Auch Anderen Gutes zutrauen

14. September 2003

13. Sonntag nach Trinitatis 

Lukas 10,25-37


Zivilcourage aufzubringen, ist nicht ganz einfach. Die wenigsten von uns werden sich zu großem Heldentum aufschwingen. Aber manchmal befinden wir uns mit unserem Verhalten einfach hart an der Grenze zur Bequemlichkeit oder gar Gleichgültigkeit. Uns diesbezüglich kritisch zu überprüfen, dazu gibt uns das Gleichnis vom barmherzigen Samariter einen Anstoß. Wir können wohl alle nur hoffen, dass uns in einer konkreten Situation doch die erforderliche Zivilcourage zuwächst. 

Das Gleichnis kann uns dazu anregen, unsere Einstellungen und unser Verhalten zu überprüfen. 

Richten wir unser Augenmerk einmal auf den Tatbestand, dass es sich bei dem Helfer um einen Samariter handelt, um den Angehörigen einer Volksgruppe, die unter den Menschen in Israel damals ein eher geringes Ansehen hatte, weil man bei ihnen die Nähe zu fremden Religionen, zum Heidentum vermutete. Sie waren aus jüdischer Sicht quasi keine Rechtgläubigen. Gerade ein Angehöriger aus dieser gering geachteten Volksgruppe bringt den Mut zum Helfen auf. Wenn Jesus eine solche Geschichte erzählt, dann steckt darin vielleicht eine Warnung vor moralischer Überheblichkeit Andersgläubigen gegenüber. 

Geht es uns nicht manchmal auch so, dass wir meinen, christliche Nächstenliebe sei eben typisch christlich, eine christliche Erfindung und Besonderheit, und dass wir den Angehörigen anderer Religionen so etwas gar nicht recht zutrauen. Trauen wir einem Moslem Nächstenliebe zu, einem Hindu, einem Buddhisten – echte, wahre Nächstenliebe – oder machen wir da – vielleicht unbewusst – einen Unterschied?

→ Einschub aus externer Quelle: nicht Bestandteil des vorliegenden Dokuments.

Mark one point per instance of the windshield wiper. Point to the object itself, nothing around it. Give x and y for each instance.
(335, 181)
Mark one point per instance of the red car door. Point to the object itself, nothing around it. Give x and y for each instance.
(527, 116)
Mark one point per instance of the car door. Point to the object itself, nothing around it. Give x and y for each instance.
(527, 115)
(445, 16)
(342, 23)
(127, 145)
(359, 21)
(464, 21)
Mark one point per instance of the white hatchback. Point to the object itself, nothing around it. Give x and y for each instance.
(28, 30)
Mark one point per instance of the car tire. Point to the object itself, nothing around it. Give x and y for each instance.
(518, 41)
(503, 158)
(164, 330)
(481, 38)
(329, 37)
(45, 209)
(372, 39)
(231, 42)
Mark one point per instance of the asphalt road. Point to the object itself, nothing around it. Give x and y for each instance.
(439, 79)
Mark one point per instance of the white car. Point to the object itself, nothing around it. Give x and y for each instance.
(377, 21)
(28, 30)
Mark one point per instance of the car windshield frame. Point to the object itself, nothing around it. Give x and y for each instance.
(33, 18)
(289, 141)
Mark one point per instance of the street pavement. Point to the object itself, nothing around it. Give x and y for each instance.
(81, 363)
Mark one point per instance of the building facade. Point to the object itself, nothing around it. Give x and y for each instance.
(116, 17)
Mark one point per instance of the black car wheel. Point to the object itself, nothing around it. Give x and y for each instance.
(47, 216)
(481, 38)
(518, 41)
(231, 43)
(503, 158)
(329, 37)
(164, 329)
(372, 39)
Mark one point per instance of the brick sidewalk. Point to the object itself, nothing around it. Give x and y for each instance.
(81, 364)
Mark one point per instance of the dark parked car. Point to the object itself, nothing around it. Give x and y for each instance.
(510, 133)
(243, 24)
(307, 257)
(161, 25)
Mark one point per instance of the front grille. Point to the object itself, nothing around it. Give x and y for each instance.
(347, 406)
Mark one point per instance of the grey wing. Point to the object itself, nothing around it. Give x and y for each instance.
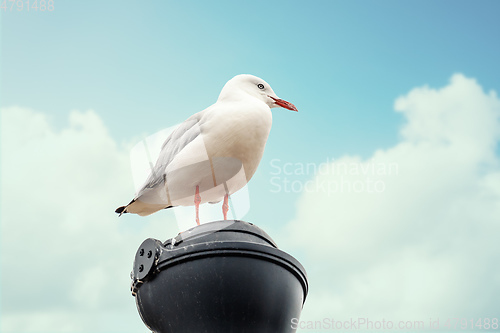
(176, 141)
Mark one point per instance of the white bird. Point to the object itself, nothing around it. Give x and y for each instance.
(214, 153)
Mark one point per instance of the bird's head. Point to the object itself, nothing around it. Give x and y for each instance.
(256, 87)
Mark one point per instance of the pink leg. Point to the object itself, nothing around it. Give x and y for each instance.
(225, 206)
(197, 200)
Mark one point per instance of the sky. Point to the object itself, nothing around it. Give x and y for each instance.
(385, 185)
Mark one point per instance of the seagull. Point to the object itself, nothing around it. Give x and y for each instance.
(212, 154)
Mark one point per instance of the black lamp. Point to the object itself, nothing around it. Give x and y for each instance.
(221, 277)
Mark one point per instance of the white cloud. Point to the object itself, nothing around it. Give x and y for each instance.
(66, 257)
(427, 245)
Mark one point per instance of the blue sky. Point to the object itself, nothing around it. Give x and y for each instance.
(145, 66)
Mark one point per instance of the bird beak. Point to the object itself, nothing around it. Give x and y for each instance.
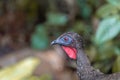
(55, 42)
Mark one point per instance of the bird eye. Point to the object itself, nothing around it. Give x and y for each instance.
(66, 39)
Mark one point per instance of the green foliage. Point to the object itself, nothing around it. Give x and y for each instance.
(20, 70)
(107, 10)
(116, 66)
(85, 8)
(107, 30)
(56, 19)
(39, 39)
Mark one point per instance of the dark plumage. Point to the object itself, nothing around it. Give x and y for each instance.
(72, 44)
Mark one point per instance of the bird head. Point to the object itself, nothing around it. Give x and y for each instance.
(69, 42)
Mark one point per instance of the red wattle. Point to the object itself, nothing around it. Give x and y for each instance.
(71, 52)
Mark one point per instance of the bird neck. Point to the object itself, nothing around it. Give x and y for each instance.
(84, 69)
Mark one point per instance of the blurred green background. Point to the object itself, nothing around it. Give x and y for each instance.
(35, 23)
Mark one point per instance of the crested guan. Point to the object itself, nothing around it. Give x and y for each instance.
(72, 44)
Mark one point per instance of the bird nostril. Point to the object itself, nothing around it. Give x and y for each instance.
(53, 42)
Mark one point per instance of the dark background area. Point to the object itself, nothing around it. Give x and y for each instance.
(33, 24)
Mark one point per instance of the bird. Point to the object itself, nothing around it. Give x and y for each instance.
(72, 45)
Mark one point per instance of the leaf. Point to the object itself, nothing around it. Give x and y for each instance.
(107, 30)
(116, 66)
(114, 3)
(106, 10)
(39, 39)
(20, 70)
(56, 19)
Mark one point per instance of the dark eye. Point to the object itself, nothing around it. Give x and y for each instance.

Mir scheint, dass das Gleichnis vom barmherzigen Samariter vor einer solchen Unterscheidung warnt. Vielleicht ist hierin ein bisschen Polemik enthalten gegen diejenigen, die sich für besonders rechtschaffen und moralisch höherwertig halten. 

Die Zuhörer, denen Jesus das Gleichnis erzählte, werden solche Polemik vielleicht empfunden haben. Sie werden sich über dieses Gleichnis nicht gefreut haben. Es war ein Schriftgelehrter, der Jesus fragte, wer denn sein Nächster sei. Mit den Schriftgelehrten hat Jesus beständig seine Schwierigkeiten gehabt, weil sie ihn nicht verstanden haben und seine ungewöhnlichen Einstellungen nicht akzeptieren mochten. Und wenn unter den Zuhörern ein Priester war und ein Levit, werden diese sich auch nicht über das Gleichnis gefreut haben. Sie kommen darin ja sehr schlecht weg. 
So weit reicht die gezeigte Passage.